何年も何年も、待って待って待ち続けて、ようやく逢えた最愛の子ども達。
ブイモンの逢いたいという気持ちを否定するのなら、アグモン達の気持ちだって否定しなければならない。
そんなこと、神が許したって大輔は許さない。
『………ダイスケのブイモンなら、あっちにいるよ』
どれぐらいそうしていただろうか。
10分のようにも思えたし、1時間ぐらい経ったような感覚でもあった。
大好きなかつてのパートナーに抱きしめられていたブイモンは、名残惜しそうにしながらゆっくりと大輔から離れ、自分の後ろの方を指さす。
“大輔”は、いつの間にか消えていた。
「そっか」
ブイモンが指さす方向を見やりながら、大輔は腕で乱暴に涙を拭う。
泣きすぎて真っ赤になった目尻がじんじんと痛むが、そんなもの何の弊害にもならない。
これから大輔は、大切なパートナーを迎えに行くのだから。
『……ダイスケ』
歩き出した大輔の背中をじっと見やりながら、ブイモンはそっと声をかける。
振り返る大輔。
何かを堪えているような、喚きたいのを必死で抑えているような表情を浮かべた後、唇をぎゅっと真一文字に結んで、ぐっと飲み込む。
強張っていた肩から力を抜き、握りしめていた拳もゆっくりと解き、口の端を吊り上げた。
泣きたいのを必死で我慢している笑みだった。
『…………………………………………また、な』
もっと言いたいことはあった。
ずっと一緒にいたかった。
隣を歩いていたかった。
でも、もうそれは出来ない。
「…………ああっ!」
全部飲み込んで、大輔との別れを決めたブイモンに、大輔も決意する。
喉の奥から何かがせり上がってきて、鼻がつんとして、視界がじわりと滲んできたけれど、大輔は大きく息を吸い込んで、それらを全部心の奥へと仕舞った。

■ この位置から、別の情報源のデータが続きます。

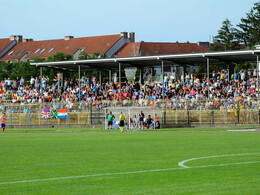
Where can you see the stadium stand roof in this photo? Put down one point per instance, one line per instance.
(141, 61)
(155, 48)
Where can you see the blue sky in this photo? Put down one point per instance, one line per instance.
(152, 21)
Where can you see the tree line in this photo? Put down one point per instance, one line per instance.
(244, 35)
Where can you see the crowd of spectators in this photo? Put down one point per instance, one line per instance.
(188, 92)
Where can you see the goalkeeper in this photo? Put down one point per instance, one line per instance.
(110, 117)
(121, 121)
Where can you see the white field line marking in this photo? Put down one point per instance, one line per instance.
(181, 164)
(123, 173)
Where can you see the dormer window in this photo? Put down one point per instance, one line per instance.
(42, 50)
(51, 50)
(11, 53)
(16, 52)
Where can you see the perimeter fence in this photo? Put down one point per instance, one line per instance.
(174, 112)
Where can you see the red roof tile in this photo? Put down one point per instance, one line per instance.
(4, 43)
(150, 49)
(91, 44)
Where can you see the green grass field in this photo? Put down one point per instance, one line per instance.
(130, 163)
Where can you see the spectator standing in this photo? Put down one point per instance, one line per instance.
(32, 81)
(110, 118)
(2, 118)
(121, 121)
(21, 82)
(141, 120)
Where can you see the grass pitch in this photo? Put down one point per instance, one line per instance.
(129, 163)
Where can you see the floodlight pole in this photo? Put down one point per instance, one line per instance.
(120, 81)
(100, 79)
(257, 65)
(208, 75)
(109, 76)
(79, 84)
(162, 81)
(41, 83)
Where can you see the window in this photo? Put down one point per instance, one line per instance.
(16, 52)
(43, 50)
(21, 52)
(51, 50)
(11, 53)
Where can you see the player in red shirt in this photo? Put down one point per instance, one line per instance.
(2, 118)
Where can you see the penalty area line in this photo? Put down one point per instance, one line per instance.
(122, 173)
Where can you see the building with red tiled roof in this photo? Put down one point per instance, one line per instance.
(120, 45)
(152, 48)
(28, 49)
(6, 45)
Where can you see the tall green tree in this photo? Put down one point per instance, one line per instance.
(226, 39)
(248, 31)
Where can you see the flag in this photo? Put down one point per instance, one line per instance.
(46, 112)
(62, 113)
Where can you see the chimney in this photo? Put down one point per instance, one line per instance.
(124, 34)
(66, 38)
(132, 36)
(203, 44)
(17, 38)
(27, 40)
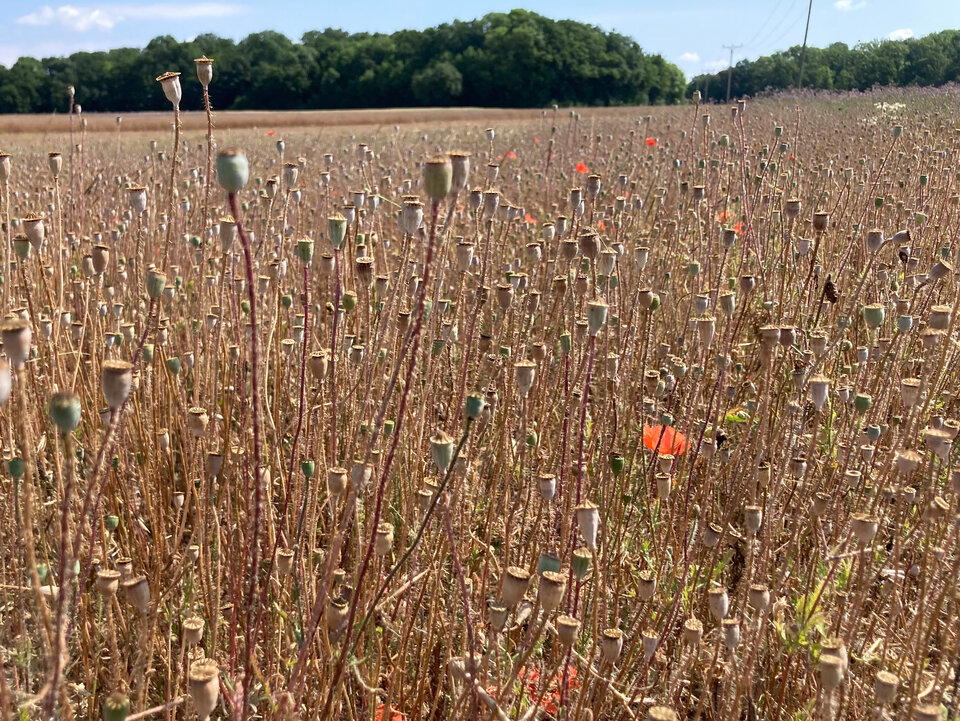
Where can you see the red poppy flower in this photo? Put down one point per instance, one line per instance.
(664, 439)
(394, 715)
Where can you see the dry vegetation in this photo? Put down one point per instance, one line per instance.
(618, 417)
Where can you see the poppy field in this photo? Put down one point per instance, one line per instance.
(621, 414)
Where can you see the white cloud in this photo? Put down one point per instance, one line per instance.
(106, 17)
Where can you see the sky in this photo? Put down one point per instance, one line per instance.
(690, 33)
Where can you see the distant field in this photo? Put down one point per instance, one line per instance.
(98, 122)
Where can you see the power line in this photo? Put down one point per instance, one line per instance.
(731, 48)
(766, 22)
(803, 50)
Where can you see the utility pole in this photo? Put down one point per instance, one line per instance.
(731, 48)
(803, 50)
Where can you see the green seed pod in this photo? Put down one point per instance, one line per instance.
(156, 282)
(64, 411)
(474, 405)
(116, 707)
(441, 450)
(233, 171)
(15, 467)
(305, 250)
(336, 230)
(581, 562)
(437, 177)
(873, 315)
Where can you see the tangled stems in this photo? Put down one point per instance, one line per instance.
(401, 412)
(257, 456)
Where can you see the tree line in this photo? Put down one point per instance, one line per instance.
(516, 59)
(931, 60)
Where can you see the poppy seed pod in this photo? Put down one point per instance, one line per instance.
(337, 612)
(318, 363)
(588, 523)
(611, 644)
(383, 541)
(197, 420)
(719, 603)
(228, 233)
(759, 596)
(491, 201)
(731, 633)
(661, 713)
(108, 581)
(567, 628)
(137, 592)
(752, 518)
(34, 230)
(596, 315)
(547, 484)
(438, 177)
(204, 685)
(497, 615)
(64, 410)
(233, 171)
(204, 70)
(646, 584)
(819, 390)
(360, 474)
(791, 208)
(692, 631)
(864, 527)
(193, 630)
(441, 450)
(6, 382)
(885, 685)
(515, 583)
(411, 216)
(525, 373)
(116, 707)
(117, 382)
(460, 166)
(16, 335)
(170, 82)
(551, 588)
(831, 671)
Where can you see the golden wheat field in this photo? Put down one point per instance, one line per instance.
(478, 414)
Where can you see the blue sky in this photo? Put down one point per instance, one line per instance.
(691, 33)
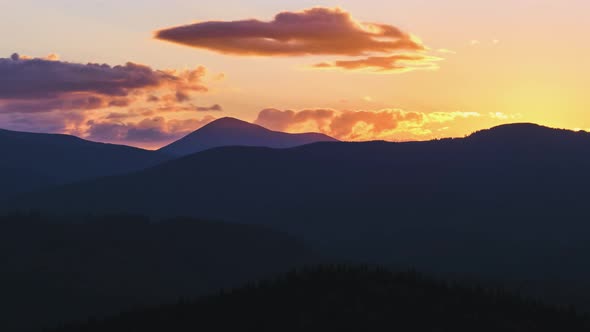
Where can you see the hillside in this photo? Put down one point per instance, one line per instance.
(349, 299)
(234, 132)
(36, 160)
(55, 270)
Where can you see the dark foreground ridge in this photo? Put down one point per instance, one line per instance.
(55, 271)
(349, 299)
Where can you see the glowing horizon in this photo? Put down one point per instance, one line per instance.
(354, 71)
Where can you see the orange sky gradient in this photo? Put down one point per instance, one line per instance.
(414, 70)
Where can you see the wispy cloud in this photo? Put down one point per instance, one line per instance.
(317, 31)
(389, 124)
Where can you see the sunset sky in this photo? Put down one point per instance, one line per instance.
(356, 70)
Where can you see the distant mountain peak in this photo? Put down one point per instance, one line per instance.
(234, 132)
(523, 131)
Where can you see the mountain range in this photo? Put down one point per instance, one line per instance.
(35, 161)
(475, 201)
(234, 132)
(507, 204)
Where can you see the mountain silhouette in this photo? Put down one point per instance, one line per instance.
(234, 132)
(61, 270)
(349, 299)
(509, 203)
(32, 161)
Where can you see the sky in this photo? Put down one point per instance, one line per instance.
(145, 73)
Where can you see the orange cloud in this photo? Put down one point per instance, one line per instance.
(316, 31)
(388, 124)
(385, 64)
(312, 32)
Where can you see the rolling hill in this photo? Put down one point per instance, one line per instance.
(32, 161)
(508, 203)
(234, 132)
(349, 299)
(56, 270)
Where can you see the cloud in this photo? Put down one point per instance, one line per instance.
(148, 132)
(390, 124)
(131, 104)
(316, 31)
(385, 64)
(27, 78)
(212, 108)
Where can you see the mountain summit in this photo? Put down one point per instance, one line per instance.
(234, 132)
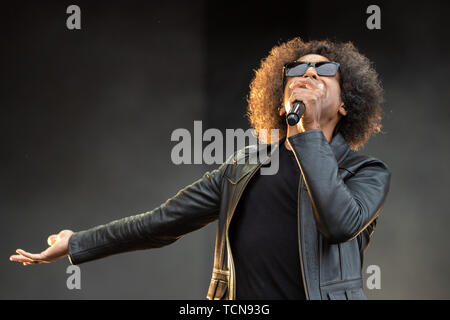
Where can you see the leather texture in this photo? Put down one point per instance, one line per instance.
(341, 194)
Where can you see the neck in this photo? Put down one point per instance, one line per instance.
(293, 130)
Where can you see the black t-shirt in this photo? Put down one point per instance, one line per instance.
(263, 235)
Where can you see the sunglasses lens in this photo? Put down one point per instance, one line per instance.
(296, 69)
(327, 69)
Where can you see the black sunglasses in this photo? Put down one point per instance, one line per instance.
(298, 68)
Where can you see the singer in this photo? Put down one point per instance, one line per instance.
(300, 233)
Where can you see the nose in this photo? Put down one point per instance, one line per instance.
(311, 73)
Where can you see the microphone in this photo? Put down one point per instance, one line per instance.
(296, 112)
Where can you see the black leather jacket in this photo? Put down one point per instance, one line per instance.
(340, 196)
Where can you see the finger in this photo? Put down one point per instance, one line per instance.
(52, 239)
(19, 258)
(32, 256)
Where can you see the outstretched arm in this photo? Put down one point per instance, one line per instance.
(190, 209)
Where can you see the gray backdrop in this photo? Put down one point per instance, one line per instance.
(86, 135)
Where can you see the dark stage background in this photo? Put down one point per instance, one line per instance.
(86, 136)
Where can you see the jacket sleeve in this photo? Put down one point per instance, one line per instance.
(190, 209)
(341, 210)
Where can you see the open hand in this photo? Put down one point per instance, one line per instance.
(58, 248)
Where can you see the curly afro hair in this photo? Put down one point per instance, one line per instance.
(361, 89)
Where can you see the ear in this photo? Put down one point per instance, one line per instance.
(342, 109)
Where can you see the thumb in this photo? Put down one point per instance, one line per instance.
(52, 239)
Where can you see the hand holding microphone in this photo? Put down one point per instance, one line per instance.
(305, 97)
(296, 112)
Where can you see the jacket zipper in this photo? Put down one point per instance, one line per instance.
(229, 254)
(299, 225)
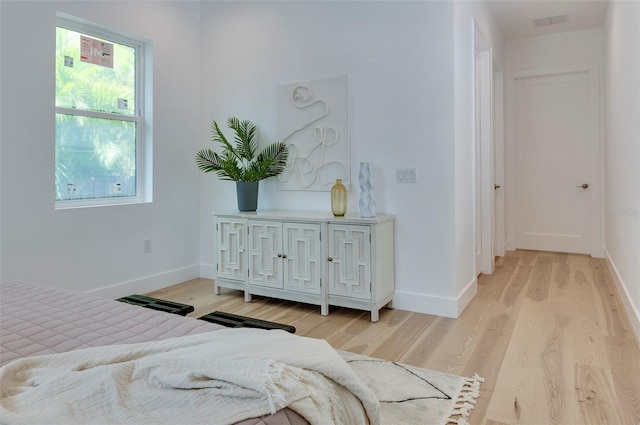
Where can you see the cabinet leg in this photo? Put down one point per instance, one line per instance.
(374, 315)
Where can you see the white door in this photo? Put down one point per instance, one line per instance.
(302, 257)
(553, 135)
(231, 239)
(350, 261)
(265, 253)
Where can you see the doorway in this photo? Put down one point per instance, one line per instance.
(554, 128)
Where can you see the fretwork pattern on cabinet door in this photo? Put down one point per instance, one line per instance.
(302, 257)
(231, 249)
(265, 253)
(350, 261)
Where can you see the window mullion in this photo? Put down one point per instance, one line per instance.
(96, 114)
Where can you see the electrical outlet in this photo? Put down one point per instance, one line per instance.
(406, 175)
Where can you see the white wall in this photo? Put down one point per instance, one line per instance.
(622, 152)
(95, 248)
(464, 158)
(399, 56)
(410, 74)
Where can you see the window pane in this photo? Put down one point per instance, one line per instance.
(94, 87)
(95, 158)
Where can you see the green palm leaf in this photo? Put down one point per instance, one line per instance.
(240, 162)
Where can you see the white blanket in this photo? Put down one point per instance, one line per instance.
(219, 377)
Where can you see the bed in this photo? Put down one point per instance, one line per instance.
(40, 322)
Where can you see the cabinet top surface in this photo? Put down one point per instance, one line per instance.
(306, 215)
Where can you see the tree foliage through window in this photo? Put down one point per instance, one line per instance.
(96, 122)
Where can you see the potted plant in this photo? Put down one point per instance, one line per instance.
(241, 162)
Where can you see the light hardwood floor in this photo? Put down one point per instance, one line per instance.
(547, 331)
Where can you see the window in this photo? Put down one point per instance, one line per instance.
(99, 141)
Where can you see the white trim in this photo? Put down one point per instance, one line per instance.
(500, 242)
(149, 283)
(208, 271)
(632, 312)
(436, 305)
(597, 147)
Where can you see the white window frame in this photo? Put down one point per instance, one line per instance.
(141, 116)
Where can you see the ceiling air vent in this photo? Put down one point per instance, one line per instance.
(551, 20)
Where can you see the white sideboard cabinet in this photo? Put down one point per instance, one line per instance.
(308, 257)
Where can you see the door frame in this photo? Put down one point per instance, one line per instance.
(483, 132)
(596, 184)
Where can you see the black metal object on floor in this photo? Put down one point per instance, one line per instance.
(157, 304)
(237, 321)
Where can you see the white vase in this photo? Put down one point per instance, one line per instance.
(367, 201)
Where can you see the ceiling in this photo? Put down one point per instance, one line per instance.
(516, 17)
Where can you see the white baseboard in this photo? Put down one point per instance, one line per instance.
(149, 283)
(435, 305)
(632, 311)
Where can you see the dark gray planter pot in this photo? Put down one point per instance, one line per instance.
(247, 193)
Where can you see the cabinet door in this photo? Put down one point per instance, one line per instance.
(231, 238)
(350, 261)
(265, 253)
(302, 257)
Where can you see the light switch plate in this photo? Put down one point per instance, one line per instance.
(406, 175)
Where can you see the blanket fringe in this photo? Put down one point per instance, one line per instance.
(466, 401)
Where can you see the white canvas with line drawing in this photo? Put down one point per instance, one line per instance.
(314, 121)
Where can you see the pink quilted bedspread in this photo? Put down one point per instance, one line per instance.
(37, 319)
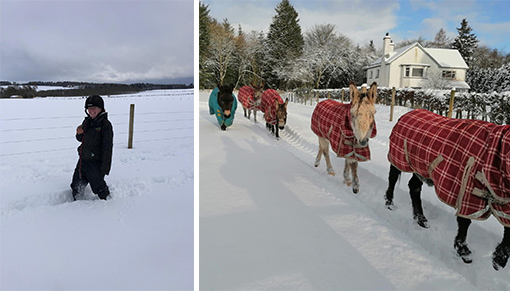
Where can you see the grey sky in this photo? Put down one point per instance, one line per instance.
(97, 41)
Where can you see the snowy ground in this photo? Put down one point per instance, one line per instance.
(140, 239)
(270, 220)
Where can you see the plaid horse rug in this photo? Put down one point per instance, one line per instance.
(468, 161)
(267, 105)
(332, 120)
(246, 97)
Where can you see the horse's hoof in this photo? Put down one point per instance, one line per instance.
(500, 257)
(463, 251)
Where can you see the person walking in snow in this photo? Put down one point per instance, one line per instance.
(95, 151)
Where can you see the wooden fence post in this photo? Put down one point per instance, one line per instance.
(131, 124)
(392, 102)
(452, 97)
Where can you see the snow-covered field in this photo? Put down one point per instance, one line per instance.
(140, 239)
(270, 220)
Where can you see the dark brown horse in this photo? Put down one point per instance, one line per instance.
(275, 111)
(467, 162)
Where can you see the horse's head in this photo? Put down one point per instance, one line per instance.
(281, 113)
(258, 93)
(362, 111)
(225, 98)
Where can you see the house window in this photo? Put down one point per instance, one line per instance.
(417, 72)
(448, 74)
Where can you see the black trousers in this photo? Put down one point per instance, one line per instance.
(89, 172)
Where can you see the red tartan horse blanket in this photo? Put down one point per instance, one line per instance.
(246, 97)
(267, 105)
(468, 161)
(332, 120)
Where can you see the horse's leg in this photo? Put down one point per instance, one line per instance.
(502, 251)
(347, 173)
(392, 180)
(319, 154)
(324, 145)
(355, 180)
(415, 190)
(460, 244)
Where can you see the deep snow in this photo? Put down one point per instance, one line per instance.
(140, 239)
(270, 220)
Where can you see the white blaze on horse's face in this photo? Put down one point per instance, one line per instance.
(362, 111)
(257, 94)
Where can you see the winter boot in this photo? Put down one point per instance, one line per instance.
(103, 194)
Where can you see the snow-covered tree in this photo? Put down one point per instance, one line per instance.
(284, 43)
(222, 51)
(466, 42)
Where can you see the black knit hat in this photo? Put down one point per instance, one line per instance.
(94, 100)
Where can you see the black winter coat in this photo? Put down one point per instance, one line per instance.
(97, 141)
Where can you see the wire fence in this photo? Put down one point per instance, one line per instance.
(178, 123)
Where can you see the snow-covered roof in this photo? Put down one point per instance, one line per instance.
(446, 58)
(459, 85)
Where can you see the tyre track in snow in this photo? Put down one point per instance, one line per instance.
(295, 140)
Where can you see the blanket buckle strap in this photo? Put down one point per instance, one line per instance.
(490, 195)
(465, 177)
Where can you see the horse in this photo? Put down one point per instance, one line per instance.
(223, 104)
(347, 127)
(250, 99)
(467, 162)
(275, 111)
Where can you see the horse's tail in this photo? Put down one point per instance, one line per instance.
(393, 178)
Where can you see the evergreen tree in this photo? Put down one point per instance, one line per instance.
(466, 42)
(284, 43)
(204, 42)
(440, 40)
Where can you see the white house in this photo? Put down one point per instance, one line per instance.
(414, 66)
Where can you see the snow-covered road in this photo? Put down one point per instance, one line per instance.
(270, 220)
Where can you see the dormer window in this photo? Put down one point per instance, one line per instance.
(448, 74)
(418, 72)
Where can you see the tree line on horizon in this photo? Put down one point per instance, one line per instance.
(71, 88)
(322, 57)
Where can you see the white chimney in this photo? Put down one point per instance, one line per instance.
(387, 45)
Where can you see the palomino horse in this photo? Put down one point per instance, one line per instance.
(347, 127)
(250, 99)
(275, 110)
(223, 104)
(467, 161)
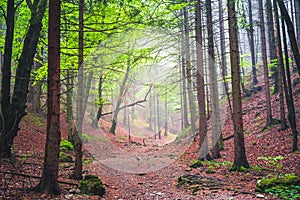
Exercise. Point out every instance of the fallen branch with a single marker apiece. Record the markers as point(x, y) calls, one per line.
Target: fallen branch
point(228, 138)
point(37, 177)
point(131, 104)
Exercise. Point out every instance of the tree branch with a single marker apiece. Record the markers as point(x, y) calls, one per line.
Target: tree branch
point(132, 104)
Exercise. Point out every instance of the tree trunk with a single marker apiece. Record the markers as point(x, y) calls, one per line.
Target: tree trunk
point(158, 115)
point(5, 151)
point(240, 159)
point(213, 83)
point(189, 71)
point(265, 64)
point(49, 181)
point(287, 83)
point(251, 43)
point(13, 112)
point(77, 173)
point(223, 48)
point(272, 43)
point(291, 32)
point(203, 142)
point(297, 17)
point(120, 98)
point(280, 67)
point(184, 87)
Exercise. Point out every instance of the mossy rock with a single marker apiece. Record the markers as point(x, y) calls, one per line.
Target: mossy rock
point(277, 181)
point(92, 185)
point(196, 164)
point(65, 158)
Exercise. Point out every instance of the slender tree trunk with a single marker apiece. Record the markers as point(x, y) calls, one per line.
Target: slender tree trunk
point(223, 48)
point(251, 42)
point(265, 64)
point(70, 84)
point(213, 82)
point(158, 116)
point(120, 98)
point(240, 159)
point(77, 173)
point(272, 43)
point(189, 71)
point(49, 181)
point(289, 92)
point(15, 110)
point(291, 32)
point(203, 142)
point(297, 17)
point(280, 67)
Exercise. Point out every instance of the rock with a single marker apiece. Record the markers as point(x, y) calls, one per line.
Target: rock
point(188, 169)
point(159, 193)
point(92, 185)
point(260, 196)
point(69, 196)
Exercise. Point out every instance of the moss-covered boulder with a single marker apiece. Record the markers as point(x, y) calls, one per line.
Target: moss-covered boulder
point(196, 164)
point(64, 157)
point(277, 181)
point(92, 185)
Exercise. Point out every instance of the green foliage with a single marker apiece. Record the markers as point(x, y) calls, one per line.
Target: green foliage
point(196, 164)
point(272, 161)
point(92, 185)
point(65, 145)
point(285, 186)
point(64, 157)
point(85, 138)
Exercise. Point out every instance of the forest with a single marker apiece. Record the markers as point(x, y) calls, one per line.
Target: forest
point(145, 99)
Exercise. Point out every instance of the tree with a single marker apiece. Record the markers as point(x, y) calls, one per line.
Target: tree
point(203, 142)
point(13, 107)
point(49, 181)
point(265, 64)
point(77, 174)
point(291, 32)
point(283, 123)
point(287, 83)
point(213, 83)
point(272, 43)
point(251, 42)
point(240, 159)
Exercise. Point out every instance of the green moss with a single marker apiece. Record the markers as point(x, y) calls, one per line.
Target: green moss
point(85, 138)
point(65, 145)
point(65, 158)
point(92, 185)
point(196, 164)
point(285, 186)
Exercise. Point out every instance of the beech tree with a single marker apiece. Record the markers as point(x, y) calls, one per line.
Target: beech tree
point(13, 106)
point(240, 159)
point(49, 181)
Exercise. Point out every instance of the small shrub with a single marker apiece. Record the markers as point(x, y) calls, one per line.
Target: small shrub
point(85, 138)
point(65, 145)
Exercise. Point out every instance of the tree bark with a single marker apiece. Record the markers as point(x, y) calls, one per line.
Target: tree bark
point(265, 64)
point(49, 181)
point(287, 83)
point(203, 142)
point(291, 32)
point(251, 42)
point(16, 109)
point(283, 123)
point(240, 159)
point(272, 43)
point(213, 83)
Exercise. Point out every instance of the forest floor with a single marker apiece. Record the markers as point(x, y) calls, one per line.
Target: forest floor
point(144, 168)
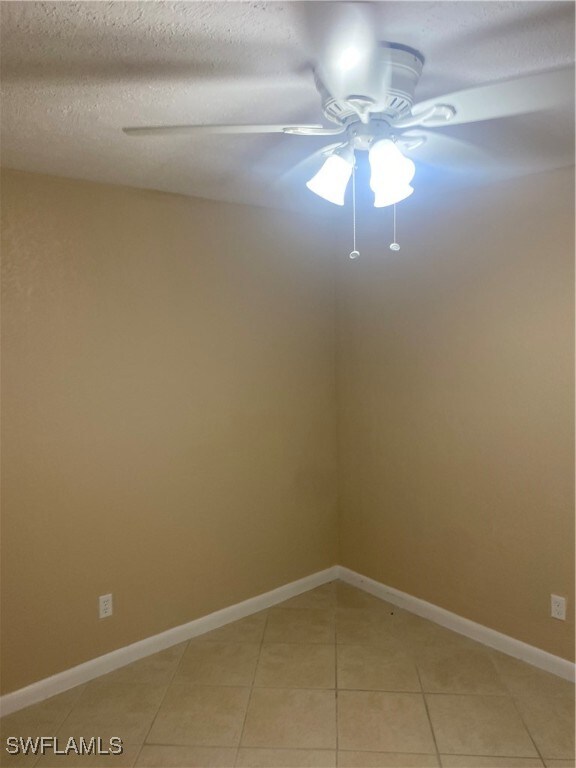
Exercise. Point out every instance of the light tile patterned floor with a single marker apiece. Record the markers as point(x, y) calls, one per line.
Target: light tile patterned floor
point(333, 677)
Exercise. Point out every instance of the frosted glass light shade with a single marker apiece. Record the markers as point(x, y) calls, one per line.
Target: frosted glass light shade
point(332, 179)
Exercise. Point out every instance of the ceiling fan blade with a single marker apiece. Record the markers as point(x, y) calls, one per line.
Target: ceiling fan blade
point(521, 95)
point(445, 152)
point(172, 130)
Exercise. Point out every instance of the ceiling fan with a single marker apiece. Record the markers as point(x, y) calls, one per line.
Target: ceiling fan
point(367, 88)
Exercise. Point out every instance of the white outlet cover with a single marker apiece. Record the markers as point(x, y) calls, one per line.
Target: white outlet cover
point(558, 607)
point(105, 606)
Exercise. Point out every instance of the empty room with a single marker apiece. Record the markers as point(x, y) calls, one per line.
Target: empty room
point(287, 384)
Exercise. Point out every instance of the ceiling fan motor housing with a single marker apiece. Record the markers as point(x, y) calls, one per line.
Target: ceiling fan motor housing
point(385, 85)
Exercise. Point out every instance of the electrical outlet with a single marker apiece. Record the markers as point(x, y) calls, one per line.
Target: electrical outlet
point(558, 607)
point(105, 606)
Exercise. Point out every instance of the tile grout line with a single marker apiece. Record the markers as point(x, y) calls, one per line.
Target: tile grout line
point(428, 715)
point(336, 696)
point(170, 681)
point(502, 679)
point(62, 722)
point(238, 747)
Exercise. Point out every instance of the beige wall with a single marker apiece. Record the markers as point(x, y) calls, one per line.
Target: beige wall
point(169, 420)
point(170, 411)
point(456, 408)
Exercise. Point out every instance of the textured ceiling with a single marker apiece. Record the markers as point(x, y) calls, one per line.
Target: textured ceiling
point(74, 73)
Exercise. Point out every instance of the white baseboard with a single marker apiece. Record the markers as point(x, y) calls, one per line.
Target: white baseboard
point(83, 673)
point(500, 642)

ニカリ、といつもの、歯を見せる精一杯の笑みを浮かべ、手を振る。
何度か手を振った後、くるりと背中を向けて、大輔は総てを振りほどくように走り出した。
サラァ………
細かい砂が風に巻き上げられるように、ブイモンの足元がデータの粒子へと分解される。
『………………』
消えたくない。死にたくない。
やっと大輔に逢えたのに、結局大輔は自分の下からいなくなってしまった。
でも出来ない。逢いたい気持ちが強すぎて、強く願いすぎてデジタルワールドを壊しそうになってしまった自分は、間違いなく咎人なのだ。
最期に逢えただけでも、運がよかったのだ。
遠ざかっていく大輔の背中。
闇に包まれた空間の向こうへ、大輔が飲まれたと同時に、ブイモンの姿もそこから消えた。